11 November leaves.jpg
"November's sky is chill and drear, November's leaf is red and sear."    -   Sir Walter Scott

Here are some Tricks to help you conquer this vast amount of falling leaves:

Rake When It's Dry: Wet leaves are heavier than dry ones, so try to do your raking during a dry stretch of weather.

Work With The Wind: Try to pick a calm day but if you have no choice and the one day of the week you have to rake, happens to be windy, rake your leaves in the same direction that the wind is blowing.

Practice Patience: You can spot rake certain areas but why work harder than necessary, simply don't bother raking your whole yard until all the leaves are down.

Use The Right Tools: That rusty metal fan rake in your shed might not be the best choice for the job anymore, some great new raking tools are out there, such as the Lee Valley Power Rake, work easier and faster.

Use Proper Technique: Raking is a real workout and you should warm up your body by stretching before you start.
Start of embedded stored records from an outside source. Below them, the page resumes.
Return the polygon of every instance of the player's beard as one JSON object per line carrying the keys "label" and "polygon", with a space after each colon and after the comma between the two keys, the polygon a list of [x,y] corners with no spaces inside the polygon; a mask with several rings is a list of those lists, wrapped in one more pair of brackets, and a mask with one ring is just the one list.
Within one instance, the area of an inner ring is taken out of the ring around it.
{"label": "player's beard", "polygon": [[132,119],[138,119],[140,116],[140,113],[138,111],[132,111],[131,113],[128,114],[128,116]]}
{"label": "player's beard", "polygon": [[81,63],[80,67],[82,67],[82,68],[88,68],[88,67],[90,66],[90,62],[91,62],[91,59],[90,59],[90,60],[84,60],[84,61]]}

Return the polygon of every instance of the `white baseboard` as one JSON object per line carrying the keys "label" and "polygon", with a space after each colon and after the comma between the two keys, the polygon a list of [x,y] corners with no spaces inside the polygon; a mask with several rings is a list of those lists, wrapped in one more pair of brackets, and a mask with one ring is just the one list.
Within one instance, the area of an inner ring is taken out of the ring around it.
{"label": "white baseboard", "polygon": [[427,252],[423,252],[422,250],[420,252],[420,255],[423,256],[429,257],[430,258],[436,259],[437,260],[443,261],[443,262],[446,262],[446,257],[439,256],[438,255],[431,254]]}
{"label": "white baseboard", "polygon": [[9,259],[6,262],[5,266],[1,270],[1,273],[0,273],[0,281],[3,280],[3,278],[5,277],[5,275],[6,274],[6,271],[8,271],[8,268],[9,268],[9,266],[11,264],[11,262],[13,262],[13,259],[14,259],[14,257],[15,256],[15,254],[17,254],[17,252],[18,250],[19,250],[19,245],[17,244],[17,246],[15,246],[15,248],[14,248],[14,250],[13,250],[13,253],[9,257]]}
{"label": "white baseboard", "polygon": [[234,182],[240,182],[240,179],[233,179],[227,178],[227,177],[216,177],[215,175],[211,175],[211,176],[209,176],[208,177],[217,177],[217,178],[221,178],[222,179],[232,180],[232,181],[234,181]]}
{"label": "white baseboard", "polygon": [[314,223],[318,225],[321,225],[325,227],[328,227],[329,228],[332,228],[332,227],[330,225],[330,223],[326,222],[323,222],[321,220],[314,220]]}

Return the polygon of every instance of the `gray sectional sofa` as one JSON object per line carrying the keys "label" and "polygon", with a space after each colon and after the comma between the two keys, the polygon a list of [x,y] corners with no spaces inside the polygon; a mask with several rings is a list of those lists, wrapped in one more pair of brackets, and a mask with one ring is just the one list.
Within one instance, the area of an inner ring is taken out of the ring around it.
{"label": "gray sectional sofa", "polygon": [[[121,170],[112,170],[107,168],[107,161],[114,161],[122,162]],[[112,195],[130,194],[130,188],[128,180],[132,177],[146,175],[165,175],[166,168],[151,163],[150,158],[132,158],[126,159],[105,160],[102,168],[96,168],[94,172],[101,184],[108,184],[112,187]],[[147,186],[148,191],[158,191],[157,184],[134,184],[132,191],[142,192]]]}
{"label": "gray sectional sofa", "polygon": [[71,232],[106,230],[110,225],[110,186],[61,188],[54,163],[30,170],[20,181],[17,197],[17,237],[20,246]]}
Be sure to keep a good posture and stand upright. Switch your main (bottom) hand on a regular basis, and always bend at the knees (not the back) when you stoop to pick up a pile.

Work Smart: You don’t have to do all at once. Divide your yard into sections and work on them over a period of days. bRake your leaves into small piles on top of a tarp or a piece of plastic, then drag that pile to your main pile or compost.

Try A Mulching Mower: An effective way to clean up your leaves is by turning them into mulch that's bagged by the mower. If you don't like the environmental impact of gas mowers, there are some great electric mowers out there that have mulching capability.

Create Valuable Compost: A green alternative to burning leafs is shredding them with a mulching mower and will not only reduce their volume but also speed up decomposition time. You can add shredded leaves to your compost pile, and use the compost in the spring.

Use Leaves as Mulch: Shredded leaves make good mulch for garden beds and are less likely to blow around. The leaves will gradually turn into compost and enriching your soil. If you like the look of bark mulch better, cover bare soil with shredded leaves first, then apply a top layer of bark mulch but keep total mulch depth to three inches or less and don't let mulch touch tree trunks or the base of shrubs as this can encourage pests and disease.

Burning is Not an Option: It is illegal to burn leaves anywhere in New York State. The smoke from burning leaves contains dangerous compounds and it is especially harmful to children, the elderly and anyone with respiratory or cardiovascular disease. Not to forget that any outdoor fire can spark an accidental brush, forest or house fire.